More sweetness than shall spring again.

BEN JONSON.

Or this story I think with a sentiment of mingled regret and surprise.

To me, the past appears, in the far distance from which I view it, as indeed a dream; so changed is every thing, even during the short period to which my personal experience reaches-two-thirds of a century.

But of what a century!

We often, in reading history, start and shudder, and wonder what we should have felt, had we lived in such stirring times. Much, I believe, as we actually did feel, in times the most stirring, and under changes the most astounding, that have ever, perhaps, agitated society.
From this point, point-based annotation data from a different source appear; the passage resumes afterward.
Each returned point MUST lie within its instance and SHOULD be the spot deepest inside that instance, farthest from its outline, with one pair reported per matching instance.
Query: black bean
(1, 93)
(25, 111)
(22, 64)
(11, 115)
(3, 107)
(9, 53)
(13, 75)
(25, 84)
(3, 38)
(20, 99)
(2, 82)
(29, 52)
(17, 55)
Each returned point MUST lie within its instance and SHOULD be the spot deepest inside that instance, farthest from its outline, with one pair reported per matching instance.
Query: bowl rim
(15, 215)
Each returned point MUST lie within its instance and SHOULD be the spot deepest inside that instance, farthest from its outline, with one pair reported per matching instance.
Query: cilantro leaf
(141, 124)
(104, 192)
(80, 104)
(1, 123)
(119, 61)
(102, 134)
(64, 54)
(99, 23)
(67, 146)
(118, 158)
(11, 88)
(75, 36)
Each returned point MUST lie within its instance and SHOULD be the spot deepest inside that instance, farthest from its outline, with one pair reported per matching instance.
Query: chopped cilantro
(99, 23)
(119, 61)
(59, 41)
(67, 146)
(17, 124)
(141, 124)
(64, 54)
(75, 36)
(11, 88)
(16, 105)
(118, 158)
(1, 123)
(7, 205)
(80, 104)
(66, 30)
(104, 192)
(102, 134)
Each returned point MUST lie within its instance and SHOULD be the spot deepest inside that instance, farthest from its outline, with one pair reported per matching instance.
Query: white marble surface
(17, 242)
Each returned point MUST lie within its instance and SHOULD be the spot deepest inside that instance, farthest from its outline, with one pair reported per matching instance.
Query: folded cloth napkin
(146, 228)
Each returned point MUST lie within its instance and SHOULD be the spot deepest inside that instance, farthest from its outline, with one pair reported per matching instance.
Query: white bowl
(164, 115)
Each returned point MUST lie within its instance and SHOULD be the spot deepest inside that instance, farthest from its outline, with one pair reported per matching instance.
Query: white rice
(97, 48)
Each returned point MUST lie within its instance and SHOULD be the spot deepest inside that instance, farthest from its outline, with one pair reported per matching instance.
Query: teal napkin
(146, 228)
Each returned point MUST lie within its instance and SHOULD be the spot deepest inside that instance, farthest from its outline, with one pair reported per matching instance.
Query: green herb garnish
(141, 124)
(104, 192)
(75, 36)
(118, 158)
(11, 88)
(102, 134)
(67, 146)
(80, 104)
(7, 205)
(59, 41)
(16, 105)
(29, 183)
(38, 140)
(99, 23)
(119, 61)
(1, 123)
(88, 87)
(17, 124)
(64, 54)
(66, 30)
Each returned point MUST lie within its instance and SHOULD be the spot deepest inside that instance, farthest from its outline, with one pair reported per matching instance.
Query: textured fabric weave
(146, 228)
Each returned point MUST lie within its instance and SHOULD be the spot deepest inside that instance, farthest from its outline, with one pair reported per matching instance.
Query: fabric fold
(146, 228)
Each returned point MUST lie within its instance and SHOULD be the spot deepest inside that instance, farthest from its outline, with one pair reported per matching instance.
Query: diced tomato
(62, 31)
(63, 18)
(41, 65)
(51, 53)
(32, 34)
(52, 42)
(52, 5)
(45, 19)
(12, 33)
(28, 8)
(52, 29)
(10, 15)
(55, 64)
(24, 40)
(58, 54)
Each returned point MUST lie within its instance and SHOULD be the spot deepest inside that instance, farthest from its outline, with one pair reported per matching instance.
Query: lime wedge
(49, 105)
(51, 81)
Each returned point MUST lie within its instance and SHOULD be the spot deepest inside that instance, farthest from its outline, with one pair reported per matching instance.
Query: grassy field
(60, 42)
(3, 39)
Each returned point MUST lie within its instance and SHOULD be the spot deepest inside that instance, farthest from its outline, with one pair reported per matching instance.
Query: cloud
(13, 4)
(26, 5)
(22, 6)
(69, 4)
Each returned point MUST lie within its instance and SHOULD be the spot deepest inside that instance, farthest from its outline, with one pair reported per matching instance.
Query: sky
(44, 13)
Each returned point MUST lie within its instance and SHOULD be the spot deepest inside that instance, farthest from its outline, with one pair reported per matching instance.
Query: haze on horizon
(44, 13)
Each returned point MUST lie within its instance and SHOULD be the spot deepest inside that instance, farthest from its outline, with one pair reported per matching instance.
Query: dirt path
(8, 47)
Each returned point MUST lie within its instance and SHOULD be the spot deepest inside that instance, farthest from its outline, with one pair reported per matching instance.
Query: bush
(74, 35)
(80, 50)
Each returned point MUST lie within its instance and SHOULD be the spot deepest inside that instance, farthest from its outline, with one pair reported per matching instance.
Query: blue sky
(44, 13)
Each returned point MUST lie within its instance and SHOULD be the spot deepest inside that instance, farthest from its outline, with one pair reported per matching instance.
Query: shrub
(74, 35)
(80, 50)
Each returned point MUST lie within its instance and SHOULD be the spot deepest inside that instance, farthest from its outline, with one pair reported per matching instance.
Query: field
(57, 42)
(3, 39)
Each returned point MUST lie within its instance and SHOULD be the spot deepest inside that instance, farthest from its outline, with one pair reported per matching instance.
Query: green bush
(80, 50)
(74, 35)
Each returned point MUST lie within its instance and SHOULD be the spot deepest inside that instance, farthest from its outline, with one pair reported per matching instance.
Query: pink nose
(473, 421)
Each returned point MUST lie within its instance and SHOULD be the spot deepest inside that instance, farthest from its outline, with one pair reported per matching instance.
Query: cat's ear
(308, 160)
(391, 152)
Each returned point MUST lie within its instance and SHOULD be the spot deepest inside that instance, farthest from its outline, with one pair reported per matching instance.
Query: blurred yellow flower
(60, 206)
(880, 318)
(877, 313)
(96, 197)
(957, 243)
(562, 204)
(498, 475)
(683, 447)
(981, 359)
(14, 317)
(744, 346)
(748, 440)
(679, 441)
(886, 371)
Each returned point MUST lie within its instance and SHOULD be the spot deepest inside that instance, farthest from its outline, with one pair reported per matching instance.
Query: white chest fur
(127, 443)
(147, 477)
The close relation in which we stand to the events of our own times, is frequently the very circumstance which

prevents a due appreciation of their magnitude; we see them but as the flitting shadows of the day; mingled with, and often obscured by, the more pressing interests of our own private story. We know little of their causes -far less of their effects. It is not until they belong to the past-until gathered by that mighty artist into one vast picture-until characters have assumed their due dimensions, and scenes their relative importance-that we perceive where we have been, and what we have passed through. Myself, too!-how am I changed! Am I the same mysterious identity?—Can I—calmed, disabused; every expectation in which I indulged, defeated; every hope which I cherished, disappointed; every principle to which I clung, modified; can I be the same?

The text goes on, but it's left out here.